# Grizzly H7777 8" Dado Stack



## Ottis

Good review, thanks. Just got my first Grizzly tool and one of the reasons I went that way was all the good things I have heard about their Customer service.


----------



## cabinetmaster

I like Grizzly too for that reason and I've had no problem with any of their products either.


----------



## juniorjock

Grizzly provides good tools. And, if it's not right, they make it right. I've got the same dado set and use it a lot with good results. One thing, invest in a set of magnetic shims. Worth every penny. Sorry, almost forgot…... very good review.


----------



## HokieMojo

i wonder if you'd get smoother bottoms on a harder wood. it almost looks like these were tearing. I seem to get better cuts through denser more even grained woods.
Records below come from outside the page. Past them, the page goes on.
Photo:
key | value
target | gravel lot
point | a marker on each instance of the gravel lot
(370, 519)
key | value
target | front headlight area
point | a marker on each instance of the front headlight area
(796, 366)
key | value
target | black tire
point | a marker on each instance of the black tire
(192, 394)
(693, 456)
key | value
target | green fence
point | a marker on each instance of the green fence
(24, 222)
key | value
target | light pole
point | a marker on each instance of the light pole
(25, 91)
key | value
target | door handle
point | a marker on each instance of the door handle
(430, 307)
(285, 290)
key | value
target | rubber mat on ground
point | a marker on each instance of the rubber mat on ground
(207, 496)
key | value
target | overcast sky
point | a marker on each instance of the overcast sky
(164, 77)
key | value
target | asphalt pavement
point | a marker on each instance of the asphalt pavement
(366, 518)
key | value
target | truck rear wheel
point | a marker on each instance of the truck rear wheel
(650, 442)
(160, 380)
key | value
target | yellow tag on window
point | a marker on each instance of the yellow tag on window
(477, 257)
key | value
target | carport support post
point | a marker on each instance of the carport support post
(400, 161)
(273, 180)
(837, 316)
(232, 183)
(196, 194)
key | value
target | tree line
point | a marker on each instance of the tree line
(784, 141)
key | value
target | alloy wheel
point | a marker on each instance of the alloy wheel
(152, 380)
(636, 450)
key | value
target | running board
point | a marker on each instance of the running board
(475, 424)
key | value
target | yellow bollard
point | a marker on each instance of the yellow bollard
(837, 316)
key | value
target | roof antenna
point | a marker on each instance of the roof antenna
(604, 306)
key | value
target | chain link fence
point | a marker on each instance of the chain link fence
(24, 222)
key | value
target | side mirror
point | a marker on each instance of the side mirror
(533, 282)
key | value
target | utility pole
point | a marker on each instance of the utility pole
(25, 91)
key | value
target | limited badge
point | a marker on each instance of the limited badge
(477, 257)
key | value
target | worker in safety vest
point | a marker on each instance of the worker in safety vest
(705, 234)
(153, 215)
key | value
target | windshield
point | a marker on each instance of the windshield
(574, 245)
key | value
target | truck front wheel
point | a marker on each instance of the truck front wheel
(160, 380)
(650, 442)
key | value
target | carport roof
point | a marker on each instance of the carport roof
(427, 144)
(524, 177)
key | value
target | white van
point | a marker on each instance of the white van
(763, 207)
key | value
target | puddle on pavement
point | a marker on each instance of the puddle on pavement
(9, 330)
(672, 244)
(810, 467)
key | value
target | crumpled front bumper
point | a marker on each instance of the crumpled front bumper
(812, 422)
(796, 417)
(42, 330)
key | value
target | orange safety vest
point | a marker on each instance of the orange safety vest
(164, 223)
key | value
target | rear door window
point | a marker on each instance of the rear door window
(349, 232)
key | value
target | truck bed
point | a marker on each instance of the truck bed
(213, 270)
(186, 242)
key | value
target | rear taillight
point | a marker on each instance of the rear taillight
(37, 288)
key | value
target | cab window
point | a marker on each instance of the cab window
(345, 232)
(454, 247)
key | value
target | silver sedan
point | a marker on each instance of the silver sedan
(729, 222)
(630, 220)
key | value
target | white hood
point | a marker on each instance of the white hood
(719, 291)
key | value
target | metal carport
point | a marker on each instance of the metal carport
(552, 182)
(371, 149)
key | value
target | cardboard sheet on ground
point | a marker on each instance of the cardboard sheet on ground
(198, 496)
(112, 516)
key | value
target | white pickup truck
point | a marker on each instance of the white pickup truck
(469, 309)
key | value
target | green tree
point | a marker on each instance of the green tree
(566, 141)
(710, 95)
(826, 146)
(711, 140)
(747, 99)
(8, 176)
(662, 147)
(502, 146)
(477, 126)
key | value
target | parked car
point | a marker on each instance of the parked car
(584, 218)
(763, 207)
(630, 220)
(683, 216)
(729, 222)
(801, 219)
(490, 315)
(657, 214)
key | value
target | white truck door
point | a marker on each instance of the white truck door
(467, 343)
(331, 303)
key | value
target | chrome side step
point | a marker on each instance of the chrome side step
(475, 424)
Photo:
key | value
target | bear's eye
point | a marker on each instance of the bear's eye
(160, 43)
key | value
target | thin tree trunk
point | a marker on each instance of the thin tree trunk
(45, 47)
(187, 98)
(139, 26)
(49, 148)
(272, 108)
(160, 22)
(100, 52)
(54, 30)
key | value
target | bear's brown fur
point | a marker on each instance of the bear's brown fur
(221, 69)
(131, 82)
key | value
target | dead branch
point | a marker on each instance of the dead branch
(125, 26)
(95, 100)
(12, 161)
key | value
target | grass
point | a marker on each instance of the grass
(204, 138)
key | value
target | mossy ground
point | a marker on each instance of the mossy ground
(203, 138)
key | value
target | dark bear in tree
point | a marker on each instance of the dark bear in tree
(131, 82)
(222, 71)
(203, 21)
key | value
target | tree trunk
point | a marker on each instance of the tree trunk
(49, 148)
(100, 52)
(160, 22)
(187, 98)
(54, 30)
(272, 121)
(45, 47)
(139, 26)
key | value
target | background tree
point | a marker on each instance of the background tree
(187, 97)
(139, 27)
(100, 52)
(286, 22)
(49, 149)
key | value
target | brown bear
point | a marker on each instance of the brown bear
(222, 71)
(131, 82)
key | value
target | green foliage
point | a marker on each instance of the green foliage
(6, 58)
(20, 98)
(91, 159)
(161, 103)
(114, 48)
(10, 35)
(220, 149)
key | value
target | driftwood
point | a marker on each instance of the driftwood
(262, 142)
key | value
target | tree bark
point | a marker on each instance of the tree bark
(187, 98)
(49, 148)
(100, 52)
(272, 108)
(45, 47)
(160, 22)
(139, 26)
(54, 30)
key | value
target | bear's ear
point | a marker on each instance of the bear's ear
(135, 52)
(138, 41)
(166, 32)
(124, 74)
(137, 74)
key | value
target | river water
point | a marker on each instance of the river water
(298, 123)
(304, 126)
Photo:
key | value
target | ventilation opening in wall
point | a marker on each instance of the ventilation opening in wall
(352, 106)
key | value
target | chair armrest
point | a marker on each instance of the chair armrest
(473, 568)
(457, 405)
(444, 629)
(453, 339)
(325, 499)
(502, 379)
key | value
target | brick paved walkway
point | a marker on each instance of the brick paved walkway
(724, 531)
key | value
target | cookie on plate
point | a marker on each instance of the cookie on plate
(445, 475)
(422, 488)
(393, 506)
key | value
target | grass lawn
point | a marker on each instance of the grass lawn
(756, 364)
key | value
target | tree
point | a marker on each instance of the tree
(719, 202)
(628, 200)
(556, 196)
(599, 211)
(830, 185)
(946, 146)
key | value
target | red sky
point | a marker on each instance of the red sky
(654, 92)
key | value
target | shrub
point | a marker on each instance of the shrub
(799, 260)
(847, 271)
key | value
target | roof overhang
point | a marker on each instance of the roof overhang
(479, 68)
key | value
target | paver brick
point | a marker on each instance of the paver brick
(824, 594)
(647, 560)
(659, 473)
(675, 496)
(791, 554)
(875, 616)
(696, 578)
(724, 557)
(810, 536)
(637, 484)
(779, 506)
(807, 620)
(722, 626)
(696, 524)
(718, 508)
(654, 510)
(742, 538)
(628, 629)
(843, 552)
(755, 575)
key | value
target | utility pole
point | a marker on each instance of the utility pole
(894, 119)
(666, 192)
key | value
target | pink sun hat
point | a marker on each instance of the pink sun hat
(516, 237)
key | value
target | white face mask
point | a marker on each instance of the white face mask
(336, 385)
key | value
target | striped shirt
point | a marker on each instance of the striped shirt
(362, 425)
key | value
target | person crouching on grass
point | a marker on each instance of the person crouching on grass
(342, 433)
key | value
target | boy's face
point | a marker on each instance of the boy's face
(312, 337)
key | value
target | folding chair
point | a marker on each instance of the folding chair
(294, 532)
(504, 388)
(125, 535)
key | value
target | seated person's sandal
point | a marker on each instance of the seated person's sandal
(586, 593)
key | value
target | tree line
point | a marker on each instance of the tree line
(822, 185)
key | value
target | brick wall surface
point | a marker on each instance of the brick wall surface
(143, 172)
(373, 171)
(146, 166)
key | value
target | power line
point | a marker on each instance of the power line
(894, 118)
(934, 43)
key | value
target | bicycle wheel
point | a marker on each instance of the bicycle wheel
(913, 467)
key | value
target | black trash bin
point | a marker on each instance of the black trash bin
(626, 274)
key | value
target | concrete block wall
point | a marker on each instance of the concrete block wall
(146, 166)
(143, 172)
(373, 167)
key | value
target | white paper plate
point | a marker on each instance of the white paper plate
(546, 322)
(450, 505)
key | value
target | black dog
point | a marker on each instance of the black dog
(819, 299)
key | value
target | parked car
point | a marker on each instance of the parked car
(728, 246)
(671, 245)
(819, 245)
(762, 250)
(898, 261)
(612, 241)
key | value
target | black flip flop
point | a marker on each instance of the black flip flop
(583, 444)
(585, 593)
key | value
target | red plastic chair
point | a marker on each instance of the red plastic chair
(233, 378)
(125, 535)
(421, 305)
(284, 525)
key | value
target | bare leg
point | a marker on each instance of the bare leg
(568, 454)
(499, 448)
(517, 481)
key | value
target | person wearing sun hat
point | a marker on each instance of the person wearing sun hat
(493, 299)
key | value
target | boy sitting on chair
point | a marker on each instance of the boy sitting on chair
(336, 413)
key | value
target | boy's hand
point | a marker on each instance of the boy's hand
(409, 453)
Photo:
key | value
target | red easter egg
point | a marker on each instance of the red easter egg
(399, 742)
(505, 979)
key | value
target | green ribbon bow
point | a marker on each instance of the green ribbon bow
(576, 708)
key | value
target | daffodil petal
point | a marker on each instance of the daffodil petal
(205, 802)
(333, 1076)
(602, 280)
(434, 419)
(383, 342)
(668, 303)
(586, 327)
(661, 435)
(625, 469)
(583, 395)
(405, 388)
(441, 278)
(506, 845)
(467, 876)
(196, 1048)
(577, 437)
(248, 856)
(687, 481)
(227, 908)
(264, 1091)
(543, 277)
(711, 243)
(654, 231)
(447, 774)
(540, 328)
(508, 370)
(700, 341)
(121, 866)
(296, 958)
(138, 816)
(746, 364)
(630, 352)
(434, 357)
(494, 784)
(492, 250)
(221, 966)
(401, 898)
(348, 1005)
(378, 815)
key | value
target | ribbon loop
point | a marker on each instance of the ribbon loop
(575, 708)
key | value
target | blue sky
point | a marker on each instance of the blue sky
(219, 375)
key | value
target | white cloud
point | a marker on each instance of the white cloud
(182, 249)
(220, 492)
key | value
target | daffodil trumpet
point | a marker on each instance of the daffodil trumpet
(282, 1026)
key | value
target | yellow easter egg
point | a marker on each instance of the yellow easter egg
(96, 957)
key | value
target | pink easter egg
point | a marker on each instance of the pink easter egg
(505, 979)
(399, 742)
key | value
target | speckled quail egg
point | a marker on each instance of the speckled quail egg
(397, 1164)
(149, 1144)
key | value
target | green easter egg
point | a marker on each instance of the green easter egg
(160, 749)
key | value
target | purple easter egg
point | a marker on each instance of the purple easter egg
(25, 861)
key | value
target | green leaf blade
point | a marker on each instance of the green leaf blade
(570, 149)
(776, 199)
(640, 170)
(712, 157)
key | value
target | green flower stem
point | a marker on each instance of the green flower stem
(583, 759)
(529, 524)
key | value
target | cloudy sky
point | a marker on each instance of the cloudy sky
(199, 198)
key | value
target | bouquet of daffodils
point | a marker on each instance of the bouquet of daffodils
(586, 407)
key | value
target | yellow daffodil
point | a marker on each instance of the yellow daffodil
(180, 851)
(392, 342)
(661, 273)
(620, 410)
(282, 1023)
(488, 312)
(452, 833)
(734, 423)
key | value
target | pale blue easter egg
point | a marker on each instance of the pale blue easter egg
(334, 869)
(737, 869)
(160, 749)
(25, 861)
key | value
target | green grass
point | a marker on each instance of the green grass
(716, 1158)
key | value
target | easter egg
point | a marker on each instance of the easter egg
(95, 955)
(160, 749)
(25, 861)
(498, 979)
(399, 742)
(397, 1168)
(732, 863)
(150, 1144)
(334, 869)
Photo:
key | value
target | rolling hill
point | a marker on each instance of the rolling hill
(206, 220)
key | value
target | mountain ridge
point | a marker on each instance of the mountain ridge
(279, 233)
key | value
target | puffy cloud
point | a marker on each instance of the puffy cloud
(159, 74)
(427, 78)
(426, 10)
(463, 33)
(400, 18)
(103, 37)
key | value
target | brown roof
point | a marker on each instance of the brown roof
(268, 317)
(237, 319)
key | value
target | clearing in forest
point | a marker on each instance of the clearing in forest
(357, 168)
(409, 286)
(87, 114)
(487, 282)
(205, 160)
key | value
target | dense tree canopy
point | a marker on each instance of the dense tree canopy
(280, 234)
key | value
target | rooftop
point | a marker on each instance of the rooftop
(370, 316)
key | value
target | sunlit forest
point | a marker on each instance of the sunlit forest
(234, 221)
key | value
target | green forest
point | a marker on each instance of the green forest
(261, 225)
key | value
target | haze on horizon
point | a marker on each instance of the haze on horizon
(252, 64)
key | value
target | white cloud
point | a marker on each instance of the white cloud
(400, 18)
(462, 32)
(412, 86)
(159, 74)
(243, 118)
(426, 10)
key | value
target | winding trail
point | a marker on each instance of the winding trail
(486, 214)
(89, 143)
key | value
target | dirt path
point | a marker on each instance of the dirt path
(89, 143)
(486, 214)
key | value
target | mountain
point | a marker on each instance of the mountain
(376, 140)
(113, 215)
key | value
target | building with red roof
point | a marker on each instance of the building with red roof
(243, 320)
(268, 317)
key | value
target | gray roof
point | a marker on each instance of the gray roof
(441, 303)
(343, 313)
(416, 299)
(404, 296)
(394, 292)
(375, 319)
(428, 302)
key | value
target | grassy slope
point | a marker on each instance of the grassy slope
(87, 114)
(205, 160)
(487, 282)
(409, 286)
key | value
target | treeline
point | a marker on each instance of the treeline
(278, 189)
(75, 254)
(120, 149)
I have a freud set but being the genius that I am, I put the bladed on backwards, when makinga 0 clearance insert. I'm sure the heat caused when raising the blades into the insert damaged them pretty badly. I don't think any review I do now would be fair. They do seems to leave very flat bottoms though with no chipout (when I use a zero clearance insert and have the blades on right)


----------



## mark_h

I have this set also and agree with you that it is more than sufficient for anyone who isnt a professional woodworker. This is right in line with the rest of Grizzly's products in my opinion. Great value for the price and more than sufficient for the weekend woodworker but probably not what youd want to invest in if you wanted to do this for a living. Good set and well worth the money for a first set or the non professional.


----------



## a1Jim

I have had good service from Grizzly so called low end tools but only in cost, I wish I could say the same for Laguna tools supposedly High end tools.


----------



## mattg

I had a inexpensive dado cutter before I bought my Forrest 6" dado blade. I too was dissappointed with the cut. At that time I was planning on building the Highboy, and decided to just pull the trigger and get it. It was on sale from Amazon (like $60.00 off), so I didn't exactly feel raped, maybe just slightly abused!! It sure does cut perfectly flar bottom dadoes/rabbetts!!


----------



## thiel

I've had great experiences with Grizzly and am only now starting to remember that they make small tools too 

I have the "cheapo" Freud 8' dado, which has only 2 tipped chippers, and it's been great…. nice to hear that there are other low-cost options out there too!


----------



## DaveHerron

I have the same stacked dado set. Good value for the money. If I am cutting cross grain on plywood I always blue tape the cut. Seems to reduce the tear out. I haven't used any other brand so I don't have anything to compare against.


----------